Joe Hart on 24/04/07 15:51, wrote:
Adam Hardy wrote:
I installed etch onto a new pc which is made up of a low energy
consumption mobo and two 2.5 inch laptop 120 gig harddrives.

The low energy consumption was my priority because I want to leave the
machine on 24x7. However these are the first 2.5 inch harddrives I've
ever had and they (or at least one of them) are making a disconcerting
clicking noise every 5 to 25 seconds at random - it sounds a bit like a
metronome, if it wasn't so irregular.

What I'm wondering, is whether it's etch reading or writing and the
noise is the  disc spinning up or the heads engaging.

I've configured the machine to run as a proxy gateway for my network
with a firewall, but also with KDE, although that's not running as I sit
here now listening to it. I shut down a few of the daemons that I
thought might be causing it, but it carries on regardless.

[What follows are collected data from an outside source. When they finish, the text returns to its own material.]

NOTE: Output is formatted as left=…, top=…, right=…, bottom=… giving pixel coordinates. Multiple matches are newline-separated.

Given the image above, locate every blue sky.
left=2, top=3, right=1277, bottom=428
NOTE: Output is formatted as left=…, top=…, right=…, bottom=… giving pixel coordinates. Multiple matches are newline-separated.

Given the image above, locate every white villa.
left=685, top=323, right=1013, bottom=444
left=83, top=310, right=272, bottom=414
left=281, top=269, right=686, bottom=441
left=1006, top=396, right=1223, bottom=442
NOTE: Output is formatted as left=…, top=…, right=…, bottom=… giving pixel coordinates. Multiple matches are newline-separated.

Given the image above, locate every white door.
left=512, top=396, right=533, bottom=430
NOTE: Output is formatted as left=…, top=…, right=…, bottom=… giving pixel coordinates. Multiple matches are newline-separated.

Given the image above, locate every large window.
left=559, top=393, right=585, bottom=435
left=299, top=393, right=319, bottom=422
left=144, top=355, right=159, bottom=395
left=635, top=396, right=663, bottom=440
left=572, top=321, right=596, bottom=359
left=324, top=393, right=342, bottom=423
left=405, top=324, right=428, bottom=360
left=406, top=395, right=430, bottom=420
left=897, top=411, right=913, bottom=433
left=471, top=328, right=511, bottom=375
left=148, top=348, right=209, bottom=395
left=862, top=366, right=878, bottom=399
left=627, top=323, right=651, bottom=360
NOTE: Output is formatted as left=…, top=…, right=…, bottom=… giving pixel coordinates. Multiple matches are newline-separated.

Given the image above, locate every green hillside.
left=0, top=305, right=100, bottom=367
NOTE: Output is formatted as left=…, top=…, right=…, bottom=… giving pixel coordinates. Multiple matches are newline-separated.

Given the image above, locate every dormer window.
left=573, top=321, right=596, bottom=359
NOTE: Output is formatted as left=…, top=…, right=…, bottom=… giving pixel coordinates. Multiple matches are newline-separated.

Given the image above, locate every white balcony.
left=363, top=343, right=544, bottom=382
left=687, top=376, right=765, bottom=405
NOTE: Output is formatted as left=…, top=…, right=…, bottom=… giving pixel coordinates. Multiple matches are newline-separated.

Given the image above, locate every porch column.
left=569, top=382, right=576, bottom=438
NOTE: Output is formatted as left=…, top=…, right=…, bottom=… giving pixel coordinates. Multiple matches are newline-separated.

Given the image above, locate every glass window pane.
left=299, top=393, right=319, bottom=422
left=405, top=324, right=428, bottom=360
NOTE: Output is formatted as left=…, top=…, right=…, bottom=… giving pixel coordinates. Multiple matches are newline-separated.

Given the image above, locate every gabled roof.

As well as being disconcerting, it's also an issue because I want to use
this as a media center as well, and the last thing I want is some
constant clicking noise.


How much memory does this laptop have, and what services are you
actually running?  I would turn off everything and then enable things
one by one.  AFAIK, there should be no disk access if there are no
services running and there is enough ram (which is most likely the case)
to run the system without having to use swap.

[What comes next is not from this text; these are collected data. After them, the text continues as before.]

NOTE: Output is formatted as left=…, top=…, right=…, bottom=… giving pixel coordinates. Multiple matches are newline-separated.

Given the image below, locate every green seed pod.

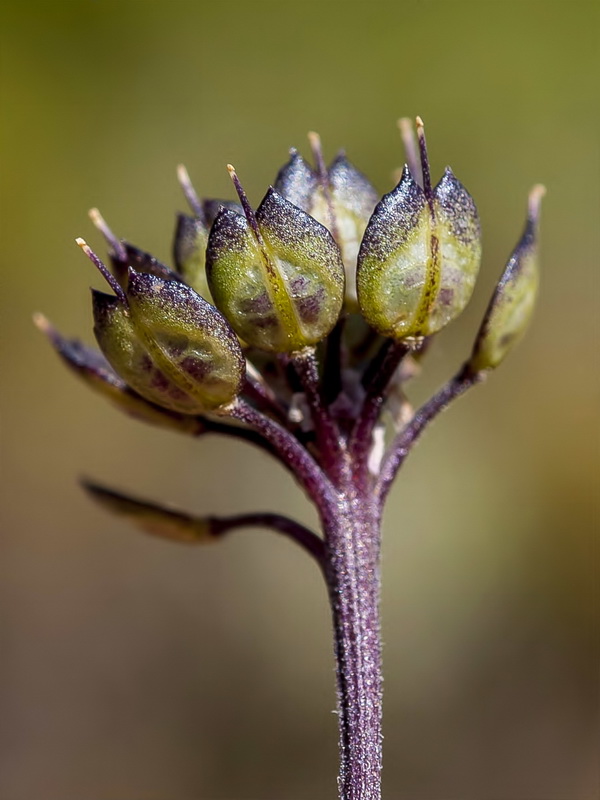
left=206, top=168, right=345, bottom=353
left=173, top=213, right=212, bottom=299
left=309, top=150, right=379, bottom=310
left=469, top=185, right=545, bottom=372
left=82, top=480, right=215, bottom=544
left=126, top=270, right=245, bottom=410
left=79, top=239, right=244, bottom=413
left=275, top=138, right=378, bottom=310
left=274, top=148, right=317, bottom=212
left=173, top=183, right=244, bottom=302
left=92, top=289, right=207, bottom=414
left=34, top=313, right=205, bottom=433
left=357, top=165, right=481, bottom=340
left=357, top=120, right=481, bottom=340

Do you really think it is wise to use the laptop as a do-it-all machine
like you're planning?

There's loads of RAM - 2 gigs. I ended up with only the networking services (dhcpd, iptables etc) running, I stopped everything else. The noises continued until I powered down. I left it for a while and when I came back and booted the machine, the noise was no longer occuring. Strikes me as a hardware problem now.

Regarding your question, the main priority is to have the machine run efficiently, i.e. low power consumption, low heat output, low noise, 24x7, acting as a server and internet gateway. About 1/4 of the time though it will be used to play music, dvds, surf the web etc.

Whether that's a bad idea with this hardware setup should make itself apparent fairly quickly. It doesn't seem such a bad thing to me - but I admit I have little experience with laptops.

The main thing I'm worried about is overheating which in the short term will cause the intel cpu to drop its speed deliberately. In the long term if it runs hot all the time, the cpu just won't last as long. I intend to keep an eye on it.